With the acetabular component removed, the lytic defect was debrided and carefully examined. Overall, the defect measured approximately 10cm in largest diameter. A large superior dome defect was present, as well as a small medial wall defect. Because a portion of both the anterior and posterior columns were still intact, it was felt that a jumbo cup might gain sufficient purchase, supplemented by an augment superiorly as well as multiple screws.

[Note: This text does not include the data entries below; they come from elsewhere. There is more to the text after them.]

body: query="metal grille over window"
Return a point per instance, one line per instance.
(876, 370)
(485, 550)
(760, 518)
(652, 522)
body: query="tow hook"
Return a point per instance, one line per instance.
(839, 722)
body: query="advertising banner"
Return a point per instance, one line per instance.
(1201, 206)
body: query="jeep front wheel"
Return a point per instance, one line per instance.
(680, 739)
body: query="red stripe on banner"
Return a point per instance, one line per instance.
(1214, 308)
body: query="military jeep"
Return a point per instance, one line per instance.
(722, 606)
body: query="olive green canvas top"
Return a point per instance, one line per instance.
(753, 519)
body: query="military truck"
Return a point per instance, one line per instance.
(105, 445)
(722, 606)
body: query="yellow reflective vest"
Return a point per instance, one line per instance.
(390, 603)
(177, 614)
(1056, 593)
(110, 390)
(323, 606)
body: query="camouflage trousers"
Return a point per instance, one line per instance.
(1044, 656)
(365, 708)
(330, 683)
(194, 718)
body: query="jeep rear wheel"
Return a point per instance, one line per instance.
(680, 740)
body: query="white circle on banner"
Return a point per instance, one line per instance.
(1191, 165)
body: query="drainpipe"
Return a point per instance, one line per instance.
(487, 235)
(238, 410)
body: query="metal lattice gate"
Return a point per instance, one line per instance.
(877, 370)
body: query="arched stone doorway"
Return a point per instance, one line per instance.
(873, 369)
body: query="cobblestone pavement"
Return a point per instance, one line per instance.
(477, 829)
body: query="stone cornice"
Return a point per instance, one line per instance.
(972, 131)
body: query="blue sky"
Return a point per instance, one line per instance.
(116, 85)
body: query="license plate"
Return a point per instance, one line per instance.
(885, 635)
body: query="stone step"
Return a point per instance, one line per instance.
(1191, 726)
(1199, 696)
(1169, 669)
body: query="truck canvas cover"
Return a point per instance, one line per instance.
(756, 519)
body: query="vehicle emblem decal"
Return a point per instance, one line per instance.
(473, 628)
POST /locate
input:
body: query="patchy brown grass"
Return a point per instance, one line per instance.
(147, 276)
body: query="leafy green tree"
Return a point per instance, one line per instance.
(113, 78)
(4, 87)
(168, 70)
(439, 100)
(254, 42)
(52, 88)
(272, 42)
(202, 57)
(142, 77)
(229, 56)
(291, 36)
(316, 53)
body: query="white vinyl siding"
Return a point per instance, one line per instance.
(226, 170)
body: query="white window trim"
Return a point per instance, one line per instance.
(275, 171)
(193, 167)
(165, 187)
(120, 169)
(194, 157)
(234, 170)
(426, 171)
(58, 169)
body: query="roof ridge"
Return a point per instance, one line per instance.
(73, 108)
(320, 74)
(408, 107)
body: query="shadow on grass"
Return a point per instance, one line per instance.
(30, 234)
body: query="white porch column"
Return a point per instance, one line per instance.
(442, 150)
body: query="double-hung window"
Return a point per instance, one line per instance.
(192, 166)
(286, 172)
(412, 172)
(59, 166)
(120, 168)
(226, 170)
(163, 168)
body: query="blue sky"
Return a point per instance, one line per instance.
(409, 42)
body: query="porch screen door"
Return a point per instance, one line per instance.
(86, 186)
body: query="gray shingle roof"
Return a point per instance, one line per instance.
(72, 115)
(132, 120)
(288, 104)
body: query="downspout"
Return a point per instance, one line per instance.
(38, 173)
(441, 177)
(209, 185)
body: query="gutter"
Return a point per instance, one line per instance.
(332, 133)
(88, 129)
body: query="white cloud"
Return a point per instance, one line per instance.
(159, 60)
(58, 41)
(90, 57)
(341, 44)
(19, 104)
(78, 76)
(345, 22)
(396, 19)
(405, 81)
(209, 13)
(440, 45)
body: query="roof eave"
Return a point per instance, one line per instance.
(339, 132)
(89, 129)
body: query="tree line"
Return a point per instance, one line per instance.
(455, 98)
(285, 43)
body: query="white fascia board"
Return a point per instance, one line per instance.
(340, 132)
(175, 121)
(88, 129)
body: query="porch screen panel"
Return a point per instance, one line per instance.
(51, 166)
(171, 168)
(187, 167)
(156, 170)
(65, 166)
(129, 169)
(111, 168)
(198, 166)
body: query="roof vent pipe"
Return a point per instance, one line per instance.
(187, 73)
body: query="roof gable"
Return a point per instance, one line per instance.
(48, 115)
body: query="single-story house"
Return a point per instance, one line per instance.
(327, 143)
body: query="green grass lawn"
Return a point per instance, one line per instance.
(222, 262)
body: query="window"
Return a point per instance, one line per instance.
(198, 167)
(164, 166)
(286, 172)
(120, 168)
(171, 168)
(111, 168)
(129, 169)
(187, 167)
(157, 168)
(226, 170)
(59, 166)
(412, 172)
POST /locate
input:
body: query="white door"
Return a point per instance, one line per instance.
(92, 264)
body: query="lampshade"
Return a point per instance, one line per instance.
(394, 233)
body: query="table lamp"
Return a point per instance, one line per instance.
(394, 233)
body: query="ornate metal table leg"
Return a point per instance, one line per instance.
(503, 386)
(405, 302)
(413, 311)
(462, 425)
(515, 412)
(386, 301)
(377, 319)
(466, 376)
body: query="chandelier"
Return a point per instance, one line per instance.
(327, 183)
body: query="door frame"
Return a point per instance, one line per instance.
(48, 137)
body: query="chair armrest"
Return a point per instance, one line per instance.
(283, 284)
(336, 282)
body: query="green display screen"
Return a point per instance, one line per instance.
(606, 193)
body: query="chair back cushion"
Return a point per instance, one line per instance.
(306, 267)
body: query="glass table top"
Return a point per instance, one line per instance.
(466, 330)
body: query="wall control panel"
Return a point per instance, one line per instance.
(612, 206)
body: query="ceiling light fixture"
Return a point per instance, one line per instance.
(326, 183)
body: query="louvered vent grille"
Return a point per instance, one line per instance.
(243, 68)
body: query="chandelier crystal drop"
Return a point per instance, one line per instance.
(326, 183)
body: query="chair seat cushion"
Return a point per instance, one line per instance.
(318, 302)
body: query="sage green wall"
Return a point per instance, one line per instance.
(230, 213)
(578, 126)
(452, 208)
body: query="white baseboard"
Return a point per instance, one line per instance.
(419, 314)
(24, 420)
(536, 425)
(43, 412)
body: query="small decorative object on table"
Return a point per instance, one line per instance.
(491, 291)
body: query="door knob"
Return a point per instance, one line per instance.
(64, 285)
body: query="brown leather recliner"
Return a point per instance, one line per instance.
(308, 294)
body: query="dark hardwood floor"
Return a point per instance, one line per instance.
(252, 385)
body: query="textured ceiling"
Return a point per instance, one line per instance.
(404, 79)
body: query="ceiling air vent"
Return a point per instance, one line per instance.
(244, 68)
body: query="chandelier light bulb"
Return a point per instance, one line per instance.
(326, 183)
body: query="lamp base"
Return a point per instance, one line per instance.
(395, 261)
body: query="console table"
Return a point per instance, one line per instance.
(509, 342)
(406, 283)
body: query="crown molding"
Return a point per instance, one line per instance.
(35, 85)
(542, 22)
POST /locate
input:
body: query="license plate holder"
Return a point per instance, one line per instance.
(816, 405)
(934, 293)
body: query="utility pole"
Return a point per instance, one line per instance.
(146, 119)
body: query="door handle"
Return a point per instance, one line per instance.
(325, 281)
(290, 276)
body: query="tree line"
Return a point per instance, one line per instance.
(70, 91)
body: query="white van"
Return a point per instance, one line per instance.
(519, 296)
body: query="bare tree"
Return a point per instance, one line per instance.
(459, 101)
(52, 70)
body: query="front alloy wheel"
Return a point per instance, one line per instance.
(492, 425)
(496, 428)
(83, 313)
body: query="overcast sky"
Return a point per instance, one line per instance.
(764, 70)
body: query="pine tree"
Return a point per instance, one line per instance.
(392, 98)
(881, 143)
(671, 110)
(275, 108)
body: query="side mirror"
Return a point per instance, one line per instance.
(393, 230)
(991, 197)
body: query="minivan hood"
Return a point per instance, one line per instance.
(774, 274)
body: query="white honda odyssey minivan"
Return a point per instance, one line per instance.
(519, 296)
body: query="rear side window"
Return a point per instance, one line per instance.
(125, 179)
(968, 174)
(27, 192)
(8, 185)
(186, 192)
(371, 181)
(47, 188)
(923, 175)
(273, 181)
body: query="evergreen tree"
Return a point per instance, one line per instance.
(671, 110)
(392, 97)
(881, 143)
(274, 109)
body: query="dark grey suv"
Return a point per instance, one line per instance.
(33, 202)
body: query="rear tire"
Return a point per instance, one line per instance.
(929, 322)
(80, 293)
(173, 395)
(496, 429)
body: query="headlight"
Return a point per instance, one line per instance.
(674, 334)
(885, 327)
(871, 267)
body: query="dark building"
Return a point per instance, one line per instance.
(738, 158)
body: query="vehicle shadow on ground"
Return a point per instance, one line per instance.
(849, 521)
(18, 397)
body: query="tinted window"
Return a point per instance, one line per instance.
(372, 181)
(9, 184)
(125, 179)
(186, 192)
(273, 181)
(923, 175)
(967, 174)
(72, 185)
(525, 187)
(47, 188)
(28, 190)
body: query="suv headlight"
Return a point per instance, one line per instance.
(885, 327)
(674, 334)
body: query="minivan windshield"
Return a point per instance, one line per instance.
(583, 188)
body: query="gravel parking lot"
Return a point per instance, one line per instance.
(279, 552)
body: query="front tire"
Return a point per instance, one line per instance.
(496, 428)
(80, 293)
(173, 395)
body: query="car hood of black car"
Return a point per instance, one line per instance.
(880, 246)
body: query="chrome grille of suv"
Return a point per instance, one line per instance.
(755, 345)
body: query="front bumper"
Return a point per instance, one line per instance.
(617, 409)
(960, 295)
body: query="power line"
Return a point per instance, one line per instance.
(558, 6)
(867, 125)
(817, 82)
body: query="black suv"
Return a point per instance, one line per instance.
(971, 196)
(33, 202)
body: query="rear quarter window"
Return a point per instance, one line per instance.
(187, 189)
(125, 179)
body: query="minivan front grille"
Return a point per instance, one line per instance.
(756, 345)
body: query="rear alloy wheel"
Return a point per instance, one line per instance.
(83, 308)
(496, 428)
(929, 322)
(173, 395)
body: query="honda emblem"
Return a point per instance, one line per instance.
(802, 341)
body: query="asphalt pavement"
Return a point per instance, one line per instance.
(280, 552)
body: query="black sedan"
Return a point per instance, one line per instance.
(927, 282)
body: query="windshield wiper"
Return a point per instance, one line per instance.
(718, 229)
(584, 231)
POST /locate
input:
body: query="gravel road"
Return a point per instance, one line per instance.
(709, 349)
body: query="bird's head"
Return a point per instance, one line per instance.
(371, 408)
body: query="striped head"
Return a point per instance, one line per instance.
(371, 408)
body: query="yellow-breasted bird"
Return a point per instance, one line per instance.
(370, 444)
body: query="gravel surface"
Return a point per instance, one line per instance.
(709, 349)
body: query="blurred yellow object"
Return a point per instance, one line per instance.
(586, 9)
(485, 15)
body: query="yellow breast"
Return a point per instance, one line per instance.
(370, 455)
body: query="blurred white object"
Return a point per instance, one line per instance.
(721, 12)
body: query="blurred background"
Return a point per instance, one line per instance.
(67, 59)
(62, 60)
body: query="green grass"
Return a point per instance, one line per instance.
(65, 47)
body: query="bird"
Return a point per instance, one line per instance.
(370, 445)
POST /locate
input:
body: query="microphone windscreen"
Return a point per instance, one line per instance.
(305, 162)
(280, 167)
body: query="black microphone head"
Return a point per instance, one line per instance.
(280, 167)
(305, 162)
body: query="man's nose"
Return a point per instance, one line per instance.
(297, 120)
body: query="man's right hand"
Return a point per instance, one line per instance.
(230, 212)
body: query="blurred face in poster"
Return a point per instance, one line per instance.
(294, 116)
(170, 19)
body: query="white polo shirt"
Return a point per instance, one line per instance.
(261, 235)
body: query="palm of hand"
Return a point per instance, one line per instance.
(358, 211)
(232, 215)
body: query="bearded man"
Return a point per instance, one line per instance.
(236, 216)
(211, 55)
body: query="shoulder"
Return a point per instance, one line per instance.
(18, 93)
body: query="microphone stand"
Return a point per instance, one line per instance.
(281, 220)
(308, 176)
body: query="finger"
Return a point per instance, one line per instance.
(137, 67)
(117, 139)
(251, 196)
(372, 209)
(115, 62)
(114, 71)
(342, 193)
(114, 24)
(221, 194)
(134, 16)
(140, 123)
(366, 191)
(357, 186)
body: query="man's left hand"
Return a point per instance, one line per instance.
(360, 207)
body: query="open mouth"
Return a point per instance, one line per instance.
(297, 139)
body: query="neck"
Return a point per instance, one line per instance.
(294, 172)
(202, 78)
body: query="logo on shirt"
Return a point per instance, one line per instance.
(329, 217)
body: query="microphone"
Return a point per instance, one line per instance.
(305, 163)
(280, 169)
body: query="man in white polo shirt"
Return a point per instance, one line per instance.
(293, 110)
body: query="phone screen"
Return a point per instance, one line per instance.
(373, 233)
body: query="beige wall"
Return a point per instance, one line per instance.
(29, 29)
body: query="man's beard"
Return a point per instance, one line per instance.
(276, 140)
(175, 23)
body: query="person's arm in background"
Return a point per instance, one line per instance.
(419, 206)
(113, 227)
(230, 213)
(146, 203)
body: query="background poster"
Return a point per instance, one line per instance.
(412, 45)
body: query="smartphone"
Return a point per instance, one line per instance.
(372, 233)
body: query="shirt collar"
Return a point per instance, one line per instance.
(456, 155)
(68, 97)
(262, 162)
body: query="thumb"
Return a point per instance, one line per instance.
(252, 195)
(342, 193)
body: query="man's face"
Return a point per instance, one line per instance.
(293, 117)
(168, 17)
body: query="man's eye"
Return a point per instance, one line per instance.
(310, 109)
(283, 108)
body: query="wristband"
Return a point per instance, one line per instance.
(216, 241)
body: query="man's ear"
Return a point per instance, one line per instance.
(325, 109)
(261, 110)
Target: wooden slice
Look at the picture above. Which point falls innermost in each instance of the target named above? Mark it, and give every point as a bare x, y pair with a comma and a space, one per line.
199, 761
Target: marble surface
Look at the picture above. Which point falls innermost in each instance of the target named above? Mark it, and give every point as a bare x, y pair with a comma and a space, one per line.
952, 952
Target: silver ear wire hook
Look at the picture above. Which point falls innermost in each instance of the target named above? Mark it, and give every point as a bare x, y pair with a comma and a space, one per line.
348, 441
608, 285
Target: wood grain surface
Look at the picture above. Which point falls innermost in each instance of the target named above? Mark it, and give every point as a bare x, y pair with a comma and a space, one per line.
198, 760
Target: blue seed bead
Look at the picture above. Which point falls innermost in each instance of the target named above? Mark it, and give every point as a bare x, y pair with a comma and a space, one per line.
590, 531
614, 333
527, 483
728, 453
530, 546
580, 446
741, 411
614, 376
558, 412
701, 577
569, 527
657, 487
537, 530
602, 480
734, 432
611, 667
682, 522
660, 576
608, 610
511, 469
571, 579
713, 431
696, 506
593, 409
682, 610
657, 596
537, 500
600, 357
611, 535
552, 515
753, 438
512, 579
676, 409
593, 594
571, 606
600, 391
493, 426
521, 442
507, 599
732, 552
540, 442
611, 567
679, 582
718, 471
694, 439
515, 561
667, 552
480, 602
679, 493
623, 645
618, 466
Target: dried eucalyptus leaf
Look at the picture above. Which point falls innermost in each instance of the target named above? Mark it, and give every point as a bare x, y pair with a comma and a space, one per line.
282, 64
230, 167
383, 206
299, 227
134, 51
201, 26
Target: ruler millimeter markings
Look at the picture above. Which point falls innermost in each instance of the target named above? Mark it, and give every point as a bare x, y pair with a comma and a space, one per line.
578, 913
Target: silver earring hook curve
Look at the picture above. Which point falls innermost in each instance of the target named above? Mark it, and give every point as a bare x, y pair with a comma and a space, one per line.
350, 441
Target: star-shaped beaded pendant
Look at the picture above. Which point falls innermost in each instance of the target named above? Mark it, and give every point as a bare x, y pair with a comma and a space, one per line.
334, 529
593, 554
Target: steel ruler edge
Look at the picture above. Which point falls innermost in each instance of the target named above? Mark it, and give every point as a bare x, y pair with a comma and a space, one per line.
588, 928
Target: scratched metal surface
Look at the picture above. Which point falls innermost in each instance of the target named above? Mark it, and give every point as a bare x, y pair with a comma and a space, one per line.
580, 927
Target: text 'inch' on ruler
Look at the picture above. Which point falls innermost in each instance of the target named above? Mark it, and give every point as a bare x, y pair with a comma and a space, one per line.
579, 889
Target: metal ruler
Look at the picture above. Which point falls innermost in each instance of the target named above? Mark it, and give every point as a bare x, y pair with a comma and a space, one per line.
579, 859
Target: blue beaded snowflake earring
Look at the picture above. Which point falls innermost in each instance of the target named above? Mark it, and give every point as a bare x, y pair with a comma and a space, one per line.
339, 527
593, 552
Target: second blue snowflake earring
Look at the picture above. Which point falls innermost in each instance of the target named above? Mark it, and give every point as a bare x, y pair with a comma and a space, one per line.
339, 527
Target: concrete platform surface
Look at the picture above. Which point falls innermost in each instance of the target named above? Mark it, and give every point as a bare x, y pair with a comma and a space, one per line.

A 70mm acetabular component composed of porous tantalum (“trabecular metal”) was found to fit well, with a 58x20mm augment (of the same material) positioned superiorly. The augment was cemented to the cup and the composite structure was implanted into the acetabulum and secured with multiple screws. The remaining portion of the superior defect was packed with morsellized bone allograft obtained from the bone bank. A polyethylene liner was cemented into the shell, a new femoral head was impacted onto the trunnion, the hip was relocated, and the wound was closed in the usual fashion. Postoperatively, the patient has done well, with good relief of his hip pain. Postoperative radiographs (Figures 3,4) show the acetabular cup, superior augment, and screws to be intact, with evidence of incorporation of the bone graft.


Figure 3

Figure 4

Case Discussion

In this case, a grossly loose acetabular component with a large bony defect presented a challenging reconstructive problem. A jumbo acetabular cup with modular augment provided an alternative solution to using a structural allograft or a cage, with a successful outcome as of the patient’s most recent follow-up visit.

References

  1. Berry DJ, Müller, ME. Revision arthroplasty using an anti-protrusio cage for massive acetabular bone deficiency. J Bone Joint Surg [Br] 74-B:711-715 (1992).
  2. Bobyn JD, Stackpool GJ, Hacking SA, Tanzer M, Krygier JJ. Characteristics of bone ingrowth and interface mechanics of a new porous tantalum biomaterial. J Bone Joint Surg [Br] 81-B:907-914 (1999).
  3. Bobyn JD, Toh K-K, Hacking SA, Tanzer M, Krygier JJ. Tissue response to porous tantalum acetabular cups: A canine model.  Clin Orthop Rel Res 298:147-155 (1994).
  4. D'Antonio JA, Capello WN, Borden LS, Bargar WL, Bierbaum BF, Boettcher WG, Steinberg ME, Stulberg SD, 'wedge JH. Classification and management of acetabular abnormalities in total hip arthrplasty. Clin Orthop Rel Res 243:126-137 (1989).
  5. Moskal JT, Shen FH, Brown TE. The fate of stable femoral components retained during isolated acetabular revision. J Bone Joint Surg[Am] 84-A:250-255 (2002).
  6. Paprosky WG, Magnus RE. Principles of bone grafting in revision total hip arthroplasty. Acetabular technique. Clin Orthop Rel Res 298:147-155 (1994).
  7. Paprosky WG, Perona PG, Lawrence JM.  Acetabular defect classification and surgical reconstruction in revision arthroplasty:  A 6-year follow-up evaluation.  J Arthroplasty 9:33-44 (1994).
  8. Zardiackas LD, Parsell DE, Dillon LD, Mitchell DW, Nunnery LA, Poggie R.  Structure, metallurgy, and mechanical properties of a porous tantalum foam.  J Biomed Mater Res 58:180-187 (2001).